O ye religious studies scholar, to what degree is Buddhism a religion?

First, what is “religion”? The word has many meanings around the world, far beyond how Americans often equate it with the three largest Abrahamic religions. People usually mean some kind of everyday/mundane expressions or representations of faith in, or past experience of, “numinous” (i.e., somehow going beyond everyday experience) things. The expressions often include traditional concepts, stories, institutions, rules, practices, rituals, relics, statues, images, talismans, etc. To the degree that one actually experiences numinous states of consciousness, it usually is not called religion, but instead is called spirituality, attainments, visions, feelings, trips (if drugs are involved), exploration, or just experience. Religious expressions often have as much to do with mundane things (nationality, culture, history, politics, etc.) as they do with numinous things, and experiences that people call numinous sometimes feature mundane religious elements (e.g., Christians sometimes see visions of Jesus or angels, Buddhists sometimes see visions of the Buddha, etc.). To what degree that back-and-forth is accurate, or is people’s brains/minds constructing what they want to see to some degree, is hard to say. Arguably, like much of science, the mundane vs. numinous distinction assumes a conventionally “normal” or “healthy” human perspective. Some people’s everyday experiences may include what others would consider numinous. Also, what humans call everyday experiences are the result of specific evolutionary processes in land-based environments only on this planet, so other species might consider different experiences normal.

Buddhism is often said by Western scholars to have a philosophical or psychological monastic core, which is similar to (and much more developed than) phenomenology in the West, as well as a more religious pop-culture periphery. People usually encounter the pop-culture periphery first, so get the impression that Buddhism is quite religious. Buddhist bhikkhu(ni)s (monks and nuns) are the people who most often and seriously study, engage, and experiment with the Buddha’s theories and methods in empirical or intellectual ways.
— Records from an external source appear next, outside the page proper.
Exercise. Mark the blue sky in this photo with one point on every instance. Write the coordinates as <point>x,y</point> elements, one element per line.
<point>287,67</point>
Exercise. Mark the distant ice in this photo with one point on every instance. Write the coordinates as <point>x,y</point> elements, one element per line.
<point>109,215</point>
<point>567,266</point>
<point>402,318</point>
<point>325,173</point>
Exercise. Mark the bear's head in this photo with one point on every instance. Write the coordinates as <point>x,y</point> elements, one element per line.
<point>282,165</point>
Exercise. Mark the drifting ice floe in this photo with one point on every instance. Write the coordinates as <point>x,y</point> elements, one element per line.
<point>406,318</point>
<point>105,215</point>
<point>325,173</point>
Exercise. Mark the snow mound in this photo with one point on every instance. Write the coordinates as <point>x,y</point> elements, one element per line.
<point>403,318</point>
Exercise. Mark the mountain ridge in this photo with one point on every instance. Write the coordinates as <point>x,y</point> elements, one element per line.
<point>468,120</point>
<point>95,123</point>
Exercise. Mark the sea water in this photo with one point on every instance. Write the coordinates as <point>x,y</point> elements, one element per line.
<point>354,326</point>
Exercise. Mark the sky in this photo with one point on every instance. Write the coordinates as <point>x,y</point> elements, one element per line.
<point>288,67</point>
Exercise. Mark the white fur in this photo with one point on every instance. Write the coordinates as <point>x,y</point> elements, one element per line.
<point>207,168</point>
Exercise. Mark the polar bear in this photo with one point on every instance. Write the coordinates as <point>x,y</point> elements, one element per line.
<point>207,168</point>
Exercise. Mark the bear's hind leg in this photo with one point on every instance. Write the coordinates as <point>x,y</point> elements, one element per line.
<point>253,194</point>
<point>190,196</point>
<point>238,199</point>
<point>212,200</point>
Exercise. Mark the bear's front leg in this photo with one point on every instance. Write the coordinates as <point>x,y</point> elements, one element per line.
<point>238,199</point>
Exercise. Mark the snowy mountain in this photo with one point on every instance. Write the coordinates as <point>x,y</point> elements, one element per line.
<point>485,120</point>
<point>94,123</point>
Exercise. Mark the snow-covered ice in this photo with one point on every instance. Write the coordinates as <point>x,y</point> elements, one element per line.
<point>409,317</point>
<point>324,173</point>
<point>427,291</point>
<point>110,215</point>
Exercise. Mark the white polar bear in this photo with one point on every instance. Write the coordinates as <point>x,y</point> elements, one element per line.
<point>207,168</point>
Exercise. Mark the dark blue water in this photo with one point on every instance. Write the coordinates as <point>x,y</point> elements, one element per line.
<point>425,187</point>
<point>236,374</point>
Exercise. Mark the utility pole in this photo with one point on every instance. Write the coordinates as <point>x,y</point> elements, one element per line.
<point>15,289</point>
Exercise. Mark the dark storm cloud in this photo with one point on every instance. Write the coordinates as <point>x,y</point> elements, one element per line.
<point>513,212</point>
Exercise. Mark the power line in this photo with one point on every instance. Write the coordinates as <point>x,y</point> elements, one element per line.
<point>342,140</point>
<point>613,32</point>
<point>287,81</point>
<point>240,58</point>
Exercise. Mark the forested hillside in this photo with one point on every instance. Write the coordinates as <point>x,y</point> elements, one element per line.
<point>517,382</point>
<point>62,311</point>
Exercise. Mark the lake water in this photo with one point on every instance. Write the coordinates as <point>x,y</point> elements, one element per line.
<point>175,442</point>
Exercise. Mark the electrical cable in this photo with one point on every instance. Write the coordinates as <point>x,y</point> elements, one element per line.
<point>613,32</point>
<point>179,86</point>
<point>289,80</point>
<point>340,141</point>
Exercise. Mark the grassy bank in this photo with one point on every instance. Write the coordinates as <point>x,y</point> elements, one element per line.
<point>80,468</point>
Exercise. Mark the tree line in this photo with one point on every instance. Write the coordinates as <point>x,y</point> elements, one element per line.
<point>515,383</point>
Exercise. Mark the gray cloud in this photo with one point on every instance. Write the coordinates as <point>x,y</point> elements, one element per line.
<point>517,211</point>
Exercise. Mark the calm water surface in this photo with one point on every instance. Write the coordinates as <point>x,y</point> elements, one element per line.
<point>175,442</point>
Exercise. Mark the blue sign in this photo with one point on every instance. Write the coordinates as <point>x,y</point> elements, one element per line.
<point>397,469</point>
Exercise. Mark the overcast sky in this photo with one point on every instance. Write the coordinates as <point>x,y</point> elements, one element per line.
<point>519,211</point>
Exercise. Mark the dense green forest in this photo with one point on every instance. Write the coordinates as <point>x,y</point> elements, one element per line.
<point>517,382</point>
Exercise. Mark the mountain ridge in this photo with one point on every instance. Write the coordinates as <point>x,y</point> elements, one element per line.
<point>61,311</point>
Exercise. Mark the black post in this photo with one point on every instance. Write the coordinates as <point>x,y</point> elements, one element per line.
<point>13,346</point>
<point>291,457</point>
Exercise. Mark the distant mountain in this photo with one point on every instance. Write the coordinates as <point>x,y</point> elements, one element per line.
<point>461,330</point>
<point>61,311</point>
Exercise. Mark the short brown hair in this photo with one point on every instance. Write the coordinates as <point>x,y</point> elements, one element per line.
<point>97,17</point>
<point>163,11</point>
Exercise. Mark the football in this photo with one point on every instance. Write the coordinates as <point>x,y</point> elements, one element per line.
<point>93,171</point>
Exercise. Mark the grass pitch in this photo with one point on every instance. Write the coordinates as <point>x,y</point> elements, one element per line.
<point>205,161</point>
Lay (non-monastic) people can be anywhere on the spectrum of more experience- or knowledge-oriented to more faith-oriented. Whereas a monk might only deeply revere the Buddha, a lay person might worship and pray to the Buddha. Like many religions, the pop-culture periphery probably has become increasingly embellished with dramatic folklore, ornate artwork, etc., as non-monastic people have elaborated upon Buddhism over more than 2,500 years. There can be quite a stark difference between a spartan forest monastery, which can feel more like a psychology laboratory, and an ornate city temple, which can feel like a shrine or art gallery. Later forms of Buddhism (Mahayana, Vajrayana, Pure Land, Zen, etc.) seem to have drifted the monastic core in more religious of directions, with the Buddha(s) being made more god-like and salvation-oriented.